One of the problems you experience as parents when living abroad is finding suitable health insurance that will meet your needs. You will usually want it to have maternity benefits, provide good coverage for hospitalization and be from a company you can trust. But is this enough? Many people neglect to read the fine print of insurance policies, relying instead on brochures and correspondence with brokers and companies to make their decision. And sometimes, if you don’t know how to ask the right questions, you may not get the information you need. We have listed below the five most common pitfalls that expat parents should look into when buying or renewing their health insurance policy. This is not your typical ‘check the financial rating of the company’, ‘get testimonials from friends’ or general advice that is usually obvious, but rather an in-depth analysis of insurance policies’ fine print that is tucked between 40 pages of insurance policies, and examples on what terms favor you in comparison to what favors your insurer.
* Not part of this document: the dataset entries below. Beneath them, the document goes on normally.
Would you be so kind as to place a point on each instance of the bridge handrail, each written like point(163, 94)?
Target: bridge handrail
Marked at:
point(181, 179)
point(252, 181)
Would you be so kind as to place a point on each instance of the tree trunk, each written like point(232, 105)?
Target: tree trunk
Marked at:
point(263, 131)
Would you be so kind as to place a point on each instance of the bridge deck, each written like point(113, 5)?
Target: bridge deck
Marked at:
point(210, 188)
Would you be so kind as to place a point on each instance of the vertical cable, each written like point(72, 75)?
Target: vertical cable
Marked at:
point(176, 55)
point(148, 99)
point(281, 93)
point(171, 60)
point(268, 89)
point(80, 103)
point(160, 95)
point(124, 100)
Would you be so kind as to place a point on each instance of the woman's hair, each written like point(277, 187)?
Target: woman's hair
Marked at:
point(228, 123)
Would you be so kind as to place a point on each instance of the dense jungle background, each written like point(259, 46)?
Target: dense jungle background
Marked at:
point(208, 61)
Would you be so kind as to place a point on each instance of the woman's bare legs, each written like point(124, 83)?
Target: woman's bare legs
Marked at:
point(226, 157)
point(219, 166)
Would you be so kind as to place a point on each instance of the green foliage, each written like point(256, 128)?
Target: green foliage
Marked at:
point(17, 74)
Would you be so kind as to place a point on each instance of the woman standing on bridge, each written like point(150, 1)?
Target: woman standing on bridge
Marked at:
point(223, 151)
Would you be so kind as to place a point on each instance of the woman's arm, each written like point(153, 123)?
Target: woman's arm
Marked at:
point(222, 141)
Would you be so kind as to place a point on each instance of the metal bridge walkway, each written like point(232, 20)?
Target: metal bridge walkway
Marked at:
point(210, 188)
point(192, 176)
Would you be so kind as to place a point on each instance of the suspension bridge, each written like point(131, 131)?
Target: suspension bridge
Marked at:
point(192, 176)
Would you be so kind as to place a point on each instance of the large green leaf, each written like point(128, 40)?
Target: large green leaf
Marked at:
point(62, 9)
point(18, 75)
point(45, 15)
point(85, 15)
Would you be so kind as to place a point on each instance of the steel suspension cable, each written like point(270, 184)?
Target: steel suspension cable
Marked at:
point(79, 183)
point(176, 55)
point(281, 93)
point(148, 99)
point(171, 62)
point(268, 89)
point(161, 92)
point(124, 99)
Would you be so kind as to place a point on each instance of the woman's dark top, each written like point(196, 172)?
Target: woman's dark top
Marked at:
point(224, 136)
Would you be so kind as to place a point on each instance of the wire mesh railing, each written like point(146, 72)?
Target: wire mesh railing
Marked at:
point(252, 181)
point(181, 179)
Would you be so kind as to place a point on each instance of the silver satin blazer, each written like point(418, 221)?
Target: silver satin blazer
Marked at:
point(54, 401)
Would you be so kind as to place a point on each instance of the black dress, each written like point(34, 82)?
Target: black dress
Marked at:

1.  Is your newborn baby covered regardless of his health status at birth?

Many insurance companies provide coverage for maternity expenses: tests, childbirth, and complications of pregnancy. But what happens when your baby is born with a congenital condition that requires ongoing treatment for a long period, sometimes years after the birth? Some health insurers only give coverage to your newborn for the first 31 days of life, and then they will need to go through underwriting – a process in which you fill in a health insurance application and your newborn’s health is assessed. This means that the insurance company has the right to deny coverage for your newborn, essentially leaving you to deal with the costs of treatments alone – even if you have been faithfully insured for a number of years. This is an example of bad wording that appears on some insurance policies: The insurance company only provides coverage for your newborn in his first 31 days of life. After that period, the newborn is considered as a new child who is added to the policy, and therefore will be required to undergo a full medical application:

“Routine and medically necessary care of the insured person- mother and her newborn during the first thirty-one (31) days of life, if the delivery of the newborn and the charges incurred are eligible for coverage and are covered under the terms of this insurance”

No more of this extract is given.